[gclist] Garbage collection and XML

Richard A. O'Keefe ok@atlas.otago.ac.nz
Tue, 6 Mar 2001 10:48:19 +1300 (NZDT)


	Really interesting results.  What you have shown here, though,
	does not seem to be that DOM API is terribly bad for memory savings.
	Rather, it seems to show that DOM implementations should use shared
	strings/attributes.

If you follow the letter of the DOM specification (the CORBA IDL, not the
Java and Javascript bindings) that is not *allowed*.

I think you may have overlooked one point I made, which is that the
DOM flatly and unconditionally *requires* that strings be sequences of
16-bit characters.  That's a factor of two overhead in space, even if
a DOM implementation *were* to use shared strings.

I think you may also have overlooked that for some kinds of documents,
there is a substantial saving to be made from sharing attribute
triples (Name,Type,Value), which the DOM forbids.  Not "the DOM does not
require" or "the DOM does not discuss", but "the DOM *forbids*".  You
cannot have shared attribute nodes and still call your interface "DOM".

	(1) If you look at the first result, and assume that you were
	using shared strings for DOM -- it would save nearly 1 meg.  In
	fact, if Java DOM used shared strings, it would be far more
	memory efficient than the non-shared case.. This holds for the
	rest of the examples as well.

In fact the space overheads for Java are considerably worse than that.
A Java object typically has 2 words of overhead.
A Java String object has 4 words of local data.
One of those words is a pointer to an array of Unicode characters.
(The idea is if you chop a string into substrings, the space cost per
substring is constant.)
An array of n Unicode characters will be (3 + ceiling(n/2)) words long.
The total is thus 36+4*ceiling(n/2) bytes for a string, where I assumed
4+4*ceiling(n/2) bytes.

To implement unique strings in Java would add to the space overhead
per string.

Having read the ECMAscript standard and Netscape's Javascript Reference
manual, it is clear that the space overheads for Javascript strings must
be comparable.

Note that in Java, string operations are guaranteed to return new objects,
so it is possible for a Java program to *tell* whether strings are shared
or not.  So it really isn't clear whether/how much sharing is allowed.

	(2) I noticed that DOM's memory use for attributes is bad.  But it uses
	always about 3 times as much as the unshared model.  Again, this
	seems to show that it is sharing which has more effect than the fact
	one is following the DOM API spec.
	
Yes, but the DOM treats attributes (Name,Value) like any other kind of
node.  Every attribute node knows which Element node owns it; no kind
of sharing is allowed AT ALL.  To follow the DOM API spec *is* to refuse
to share attribute nodes.  I suggest reading the DOM specification.

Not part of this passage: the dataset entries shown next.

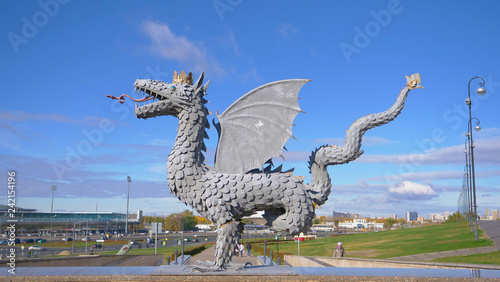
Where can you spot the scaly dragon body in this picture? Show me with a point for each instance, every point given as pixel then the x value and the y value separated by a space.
pixel 225 198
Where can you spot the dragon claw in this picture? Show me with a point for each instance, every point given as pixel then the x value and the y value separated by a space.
pixel 413 82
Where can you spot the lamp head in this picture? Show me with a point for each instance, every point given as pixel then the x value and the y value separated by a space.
pixel 481 91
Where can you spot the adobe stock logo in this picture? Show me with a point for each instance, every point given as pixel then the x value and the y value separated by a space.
pixel 363 37
pixel 30 27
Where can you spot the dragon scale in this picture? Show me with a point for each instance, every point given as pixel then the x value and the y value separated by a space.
pixel 225 198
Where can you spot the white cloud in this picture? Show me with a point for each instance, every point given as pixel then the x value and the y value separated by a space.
pixel 171 46
pixel 286 30
pixel 410 191
pixel 486 152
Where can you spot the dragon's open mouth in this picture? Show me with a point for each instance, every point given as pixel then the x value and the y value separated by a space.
pixel 151 96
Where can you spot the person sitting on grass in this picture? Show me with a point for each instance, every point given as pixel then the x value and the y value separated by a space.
pixel 339 251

	These observations lead to the following conclusion:
	While DOM API is not designed for writing memory efficient apps,
	the biggest problems in Java DOM stem not from the
	API spec, but the underlying implementation.

Three kinds of item:
1) strings
   Requiring that strings be sequences of 16-bit characters rather than
   UTF-8 or TR-8 encoded guarantees AT LEAST A FACTOR OF TWO compared
   with a more compact representation, even if strings are shared.

2) attributes
   AT LEAST A FACTOR OF TWO space cost would be incurred by all the
   cross-links you need to store, even if the DOM allowed sharing,
   which it doesn't.

3) elements
   AT LEAST A FACTOR OF TWO space cost would be incurred by all the
   cross-links you need to store, even if the DOM allowed charing,
   which it doesn't.

So AT LEAST A FACTOR OF TWO space cost is due simply to the requirements
of the DOM, however clever the implementor might be.  You *can't* match
the results I quoted and still have something even close to the DOM.

	    You might ask me, how do you know if Java does not use
	shared strings?

I don't think you noticed the word "estimate".  I was careful to say that
the "DOM" numbers, unlike the others, were NOT measured, but estimated.
(As it happens, I have a DOM in C which I wrote to be sure I understood it,
but once I had, the measured time overheads convinced me not to use it.)

In fact I did not account for all the overheads in Java.  The figures for
a Java implementation of the DOM would be considerably worse.